Grand admirateur de Silent Hill 2, et tout particulièrement du remake récemment sorti, n’ayant pas eu l’opportunité de découvrir l’œuvre originale à sa sortie, j’attendais beaucoup de Retour à Silent Hill. Malheureusement, cette adaptation cinématographique se révèle être une déception notable (vu le 27/01/26 en avant-première à Tours).
L’essence même de Silent Hill 2 réside dans sa tension psychologique, moteur principal de la peur. Le jeu propose une expérience profondément immersive, où l’angoisse naît d’une atmosphère oppressante, de silences pesants et de rencontres profondément malaisantes. Or, cette dimension fondamentale fait ici défaut. Jamais je n’ai ressenti de véritable peur, ni même une inquiétude durable. L’immersion ne fonctionne pas et la tension, pourtant centrale, reste largement absente.
Le personnage de James Sunderland illustre parfaitement ce décalage. L’interprétation proposée à l’écran ne correspond en rien à la personnalité du James du jeu, un homme froid, distant, enfermé dans le doute et la culpabilité. Cette altération du personnage affaiblit considérablement la portée psychologique du récit et rompt le lien avec l’œuvre originale.

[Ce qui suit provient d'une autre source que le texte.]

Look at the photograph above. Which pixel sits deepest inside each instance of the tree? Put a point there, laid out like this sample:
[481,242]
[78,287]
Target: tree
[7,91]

Christophe Gans a expliqué, lors de la séance de questions-réponses suivant la projection, son attachement sincère à l’univers de Silent Hill ainsi que sa volonté d’en proposer une vision personnelle. Cette démarche peut naturellement se comprendre d’un point de vue artistique. Toutefois, si l’univers de Silent Hill 2 est bien identifiable à l’écran, son adaptation en altère les principes fondamentaux. En reléguant au second plan la tension psychologique et la retenue qui font la singularité de l’œuvre originale, le film affaiblit considérablement son atmosphère et sa noirceur. Dès lors, il est permis de s’interroger sur la pertinence même d’adapter un univers aussi délicat dans de telles conditions.
Cette incompréhension culmine dans certaines décisions de mise en scène, notamment une séquence finale impliquant une voiture démarrant en trombe et enchaînant les dérapages. Silent Hill est une œuvre de retenue et de suggestion, qui appelle la subtilité, la rigueur et le sens du détail. Ce type de conclusion apparaît en totale dissonance avec l’univers et donne l’impression d’une approche lourde, presque brutale, là où l’œuvre originale exige précision, délicatesse et retenue.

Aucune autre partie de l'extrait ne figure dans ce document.